早知他并非善类,今日这一来,更知他是比想象中还难对付的角色!摊了这么个邻居,实在头疼得很。
叶凝欢长叹一口气,看着瑞娘苦笑说:“如何将他交与监行院?韩东辉正愁抓不到把柄,难不成现在给他送去?”
瑞娘听了一怔。朝廷设于各藩镇的监行院司,是朝廷明设的耳目。楚灏归藩时,皇上亲指韩梅的长子韩东辉为东临监行院司的执录,韩梅之女为东临王侧妃,本意是令举家在朝的韩氏牵制归东的楚灏。
九月楚灏大婚,本来的嫡妃冯氏换成了叶氏。至于侧妃韩氏,楚灏只字未提。楚灏不提,皇上自然做得彻底,正妃你不要,索性侧妃也不送了,只管让韩家着恼楚灏。用脚趾头想想也知,丢了大脸的韩家此时有多恨楚灏。楚灏大婚时,韩东辉称病不至,态度很明显了。
瑞娘看着叶凝欢的表情,想了想道:“你别多心,殿下就算纳了韩氏。韩家一样不会与殿下一条心。韩梅于皇上东宫时就侍奉左右,举家荣华皆在朝廷。如何会因区区一女而与藩王结盟?皇上此举不过是让韩家再难看些罢了。”
叶凝欢静静地说:“我知道。天子一言九鼎,岂可儿戏?皇上冒了折损清议的代价成全雁行,自然要收到最佳的结果。眼下这个结果,却是皇上最不想看到的,绝不能让他知道!”
瑞娘说:“是,想来北海王是料到这点了,不然怎么敢大摇大摆地来?他远在北都沂府,也对朝廷动向时局如此的清楚。只是不知,这次是想达到什么目的?”
叶凝欢想了想,问:“现在什么时候了?”
瑞娘有些莫名,还是答了:“辰时刚过一刻。”
叶凝欢说:“你再过半个时辰就往泰正楼去。”说着凑到她耳边说了几句,瑞娘微睁大眼睛:“这不好吧?”

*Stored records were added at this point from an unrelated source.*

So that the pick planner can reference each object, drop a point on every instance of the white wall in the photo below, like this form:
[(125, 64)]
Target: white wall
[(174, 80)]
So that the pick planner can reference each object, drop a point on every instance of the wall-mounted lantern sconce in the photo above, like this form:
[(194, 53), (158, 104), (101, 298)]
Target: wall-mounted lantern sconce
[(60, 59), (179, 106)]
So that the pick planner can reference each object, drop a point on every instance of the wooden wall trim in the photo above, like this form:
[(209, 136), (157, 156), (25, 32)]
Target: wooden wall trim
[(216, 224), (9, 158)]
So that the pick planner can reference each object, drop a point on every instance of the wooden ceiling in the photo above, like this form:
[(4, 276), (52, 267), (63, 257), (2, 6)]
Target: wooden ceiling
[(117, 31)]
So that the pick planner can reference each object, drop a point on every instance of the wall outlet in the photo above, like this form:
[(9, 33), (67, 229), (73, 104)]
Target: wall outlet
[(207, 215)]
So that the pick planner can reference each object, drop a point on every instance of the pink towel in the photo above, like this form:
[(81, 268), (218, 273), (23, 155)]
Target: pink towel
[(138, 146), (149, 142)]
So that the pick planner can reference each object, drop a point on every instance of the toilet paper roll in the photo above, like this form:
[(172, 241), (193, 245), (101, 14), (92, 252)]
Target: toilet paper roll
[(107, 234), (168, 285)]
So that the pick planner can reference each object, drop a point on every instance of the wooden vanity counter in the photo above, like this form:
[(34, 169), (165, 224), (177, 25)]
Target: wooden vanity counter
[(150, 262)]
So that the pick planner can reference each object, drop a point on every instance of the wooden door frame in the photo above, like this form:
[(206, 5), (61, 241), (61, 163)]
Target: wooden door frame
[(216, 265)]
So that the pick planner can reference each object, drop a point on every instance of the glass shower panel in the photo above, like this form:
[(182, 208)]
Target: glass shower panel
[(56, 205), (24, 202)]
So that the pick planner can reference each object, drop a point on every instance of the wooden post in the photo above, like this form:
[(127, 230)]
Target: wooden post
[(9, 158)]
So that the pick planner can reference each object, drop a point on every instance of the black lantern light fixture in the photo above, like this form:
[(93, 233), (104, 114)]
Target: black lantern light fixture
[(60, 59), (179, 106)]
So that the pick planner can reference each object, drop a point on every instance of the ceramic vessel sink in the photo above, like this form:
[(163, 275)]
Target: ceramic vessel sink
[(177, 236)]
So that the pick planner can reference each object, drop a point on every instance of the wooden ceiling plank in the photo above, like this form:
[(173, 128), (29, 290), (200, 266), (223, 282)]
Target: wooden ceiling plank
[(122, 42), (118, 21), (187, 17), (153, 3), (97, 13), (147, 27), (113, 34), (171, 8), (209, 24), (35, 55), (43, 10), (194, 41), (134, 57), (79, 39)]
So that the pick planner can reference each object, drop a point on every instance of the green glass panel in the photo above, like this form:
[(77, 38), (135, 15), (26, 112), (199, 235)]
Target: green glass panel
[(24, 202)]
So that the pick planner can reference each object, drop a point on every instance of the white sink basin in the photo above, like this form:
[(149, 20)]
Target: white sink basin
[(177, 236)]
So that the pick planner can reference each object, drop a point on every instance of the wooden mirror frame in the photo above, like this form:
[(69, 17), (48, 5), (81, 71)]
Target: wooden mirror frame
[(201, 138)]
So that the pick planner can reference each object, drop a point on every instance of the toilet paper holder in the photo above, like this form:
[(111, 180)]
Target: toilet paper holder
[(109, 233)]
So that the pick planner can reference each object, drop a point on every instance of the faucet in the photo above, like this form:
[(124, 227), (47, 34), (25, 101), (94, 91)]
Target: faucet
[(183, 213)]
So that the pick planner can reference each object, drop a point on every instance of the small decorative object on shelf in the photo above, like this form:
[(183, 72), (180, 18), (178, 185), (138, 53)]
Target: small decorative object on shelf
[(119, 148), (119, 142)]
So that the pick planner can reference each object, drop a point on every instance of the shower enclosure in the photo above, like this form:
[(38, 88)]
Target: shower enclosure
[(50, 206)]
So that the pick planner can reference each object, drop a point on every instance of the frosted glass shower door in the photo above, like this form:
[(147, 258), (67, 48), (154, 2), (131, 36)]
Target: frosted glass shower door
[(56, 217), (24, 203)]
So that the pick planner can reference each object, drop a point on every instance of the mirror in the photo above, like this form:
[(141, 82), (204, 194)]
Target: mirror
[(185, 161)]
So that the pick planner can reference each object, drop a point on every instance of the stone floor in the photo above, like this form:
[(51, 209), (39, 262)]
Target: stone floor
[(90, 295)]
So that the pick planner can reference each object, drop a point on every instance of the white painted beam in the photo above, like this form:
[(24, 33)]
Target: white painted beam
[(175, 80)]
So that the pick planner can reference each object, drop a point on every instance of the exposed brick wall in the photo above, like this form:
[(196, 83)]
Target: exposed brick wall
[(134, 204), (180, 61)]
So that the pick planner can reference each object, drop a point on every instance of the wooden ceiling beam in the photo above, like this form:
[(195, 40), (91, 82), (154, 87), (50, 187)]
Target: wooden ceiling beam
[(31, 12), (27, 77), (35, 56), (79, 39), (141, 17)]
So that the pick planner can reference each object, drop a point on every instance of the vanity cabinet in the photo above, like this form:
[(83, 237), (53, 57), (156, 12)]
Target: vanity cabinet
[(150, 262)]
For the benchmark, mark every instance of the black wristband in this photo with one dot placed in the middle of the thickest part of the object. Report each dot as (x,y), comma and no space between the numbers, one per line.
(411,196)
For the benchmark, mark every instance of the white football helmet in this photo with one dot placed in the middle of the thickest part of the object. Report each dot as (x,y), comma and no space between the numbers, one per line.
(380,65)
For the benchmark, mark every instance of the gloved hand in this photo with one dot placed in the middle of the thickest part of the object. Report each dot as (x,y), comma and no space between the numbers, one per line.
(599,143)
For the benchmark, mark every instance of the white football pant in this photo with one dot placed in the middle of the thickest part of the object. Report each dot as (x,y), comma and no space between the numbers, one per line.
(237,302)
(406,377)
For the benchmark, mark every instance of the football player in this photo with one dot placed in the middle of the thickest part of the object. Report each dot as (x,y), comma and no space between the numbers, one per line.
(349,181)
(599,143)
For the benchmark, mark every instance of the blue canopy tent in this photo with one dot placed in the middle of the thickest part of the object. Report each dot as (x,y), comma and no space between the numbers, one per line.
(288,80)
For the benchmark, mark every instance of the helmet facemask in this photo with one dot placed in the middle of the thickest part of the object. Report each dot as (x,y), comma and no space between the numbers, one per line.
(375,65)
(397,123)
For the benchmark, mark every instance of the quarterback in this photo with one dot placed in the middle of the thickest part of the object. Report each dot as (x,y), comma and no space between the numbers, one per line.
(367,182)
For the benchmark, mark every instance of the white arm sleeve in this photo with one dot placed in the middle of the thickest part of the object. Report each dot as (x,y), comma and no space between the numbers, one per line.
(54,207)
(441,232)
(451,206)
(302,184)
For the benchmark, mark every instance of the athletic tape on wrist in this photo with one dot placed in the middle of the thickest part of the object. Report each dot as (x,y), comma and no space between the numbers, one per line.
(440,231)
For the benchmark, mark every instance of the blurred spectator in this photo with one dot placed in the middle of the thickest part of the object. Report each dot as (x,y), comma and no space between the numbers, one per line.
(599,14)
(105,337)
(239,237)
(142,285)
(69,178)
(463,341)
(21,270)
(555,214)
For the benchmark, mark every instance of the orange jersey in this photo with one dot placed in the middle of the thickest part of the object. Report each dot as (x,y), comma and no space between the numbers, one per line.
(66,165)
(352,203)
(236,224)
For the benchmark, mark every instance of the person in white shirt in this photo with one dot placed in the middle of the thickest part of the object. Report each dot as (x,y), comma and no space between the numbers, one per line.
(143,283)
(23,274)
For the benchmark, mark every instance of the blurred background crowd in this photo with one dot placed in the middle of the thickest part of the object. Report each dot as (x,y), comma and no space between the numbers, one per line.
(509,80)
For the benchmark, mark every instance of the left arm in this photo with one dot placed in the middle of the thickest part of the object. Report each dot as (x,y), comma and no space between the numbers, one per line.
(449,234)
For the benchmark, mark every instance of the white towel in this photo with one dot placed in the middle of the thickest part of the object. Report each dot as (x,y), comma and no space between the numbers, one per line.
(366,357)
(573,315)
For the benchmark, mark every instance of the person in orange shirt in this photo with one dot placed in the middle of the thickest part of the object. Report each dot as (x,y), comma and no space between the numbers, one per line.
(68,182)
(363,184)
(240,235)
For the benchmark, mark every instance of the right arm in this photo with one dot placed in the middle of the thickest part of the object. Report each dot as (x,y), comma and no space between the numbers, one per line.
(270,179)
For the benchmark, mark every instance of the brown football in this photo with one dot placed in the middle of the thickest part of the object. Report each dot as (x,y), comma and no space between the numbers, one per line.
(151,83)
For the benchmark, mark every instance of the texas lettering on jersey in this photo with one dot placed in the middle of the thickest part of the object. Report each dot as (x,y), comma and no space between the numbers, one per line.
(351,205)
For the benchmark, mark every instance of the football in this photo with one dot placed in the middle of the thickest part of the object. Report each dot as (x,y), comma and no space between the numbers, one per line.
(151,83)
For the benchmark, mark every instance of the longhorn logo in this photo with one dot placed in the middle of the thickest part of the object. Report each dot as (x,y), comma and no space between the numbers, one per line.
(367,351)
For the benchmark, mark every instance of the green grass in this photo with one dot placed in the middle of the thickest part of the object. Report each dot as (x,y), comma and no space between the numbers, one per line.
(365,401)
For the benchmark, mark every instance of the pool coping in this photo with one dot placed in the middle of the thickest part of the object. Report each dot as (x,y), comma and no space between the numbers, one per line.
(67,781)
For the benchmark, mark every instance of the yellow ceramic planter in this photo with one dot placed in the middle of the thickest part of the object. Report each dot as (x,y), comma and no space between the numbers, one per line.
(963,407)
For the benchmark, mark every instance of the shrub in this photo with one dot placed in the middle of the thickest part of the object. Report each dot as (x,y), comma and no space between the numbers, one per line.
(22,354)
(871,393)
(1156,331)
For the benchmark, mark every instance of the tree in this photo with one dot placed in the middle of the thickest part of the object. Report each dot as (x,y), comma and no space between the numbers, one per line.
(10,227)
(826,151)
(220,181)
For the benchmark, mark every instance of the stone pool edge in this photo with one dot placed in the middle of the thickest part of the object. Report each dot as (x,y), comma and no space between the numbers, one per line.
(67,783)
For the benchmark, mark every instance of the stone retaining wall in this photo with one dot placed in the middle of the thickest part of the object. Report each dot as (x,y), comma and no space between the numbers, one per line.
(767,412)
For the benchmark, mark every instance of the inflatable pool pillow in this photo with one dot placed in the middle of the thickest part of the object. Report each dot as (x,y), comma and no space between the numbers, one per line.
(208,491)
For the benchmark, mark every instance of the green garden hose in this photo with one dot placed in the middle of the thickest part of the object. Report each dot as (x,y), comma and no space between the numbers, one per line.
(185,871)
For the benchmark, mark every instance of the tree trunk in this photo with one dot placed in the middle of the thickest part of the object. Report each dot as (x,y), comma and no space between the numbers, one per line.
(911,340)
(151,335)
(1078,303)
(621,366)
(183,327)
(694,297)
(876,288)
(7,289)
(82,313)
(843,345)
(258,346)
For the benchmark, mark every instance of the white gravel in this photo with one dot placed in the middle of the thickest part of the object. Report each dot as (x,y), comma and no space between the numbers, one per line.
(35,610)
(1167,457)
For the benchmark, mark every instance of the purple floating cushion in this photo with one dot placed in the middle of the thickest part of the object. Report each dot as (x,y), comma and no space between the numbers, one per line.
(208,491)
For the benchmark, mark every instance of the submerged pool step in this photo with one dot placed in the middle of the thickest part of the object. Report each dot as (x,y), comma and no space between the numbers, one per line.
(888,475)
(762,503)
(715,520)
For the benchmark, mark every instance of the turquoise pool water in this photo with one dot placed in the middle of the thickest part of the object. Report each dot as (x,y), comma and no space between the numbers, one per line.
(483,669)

叶凝欢笑笑,抱了枕头在怀里:“你只管去,有我担着!”
王府中廷的泰正楼内,楚灏与楚正越分宾主而坐。楚正越身着镂花织锦的云白色袍子,身形修长挺拔,五官生得别样妩媚。乍看外表,绝难与他素日执掌北海的粗暴作风联想到一处。
卯时刚过,冯涛急虎虎赶来报信,手里拿着的是楚正越的拜帖。上有北海王徽号,另附有北海王专有名符以及印章。
时间真是刚刚好呢!
楚正越泛起浅浅笑容,两人虽为叔侄,今日却是生平第一次相见。楚灏生得精致,一双眼如浓绘般尤为动人。不知他的同胞兄长,当今天子章合帝楚澜与他相似几分?
楚灏神情若定,不喜不嗔。只看外表,绝难与那放荡无礼的纨绔名声联想到一处。
四目交汇,来来往往俱是打量与试探。楚灏将视线转向桌上的锦盒,内里放着一张薄绢。恰是楚正越来此的借口,一贺十九叔归藩,二贺十九叔大婚。特此奉上乌巢山鹤颈北围以示敬意。
好大的一份礼呀!
楚灏打破沉寂,说:“鹤颈北围是北海之地,纵你有心,我却不好收这样的大礼。”
楚正越站起身来,很是诚恳:“北海荒蛮,拿不出什么好东西来孝敬。幸得闻十九叔喜欢挽弓走马,想来这鹤颈北围也算勉强过得去,难不成叔叔嫌简薄?亦或是叔叔仍怪侄儿未能先遣使知会,来得太过冒失了?”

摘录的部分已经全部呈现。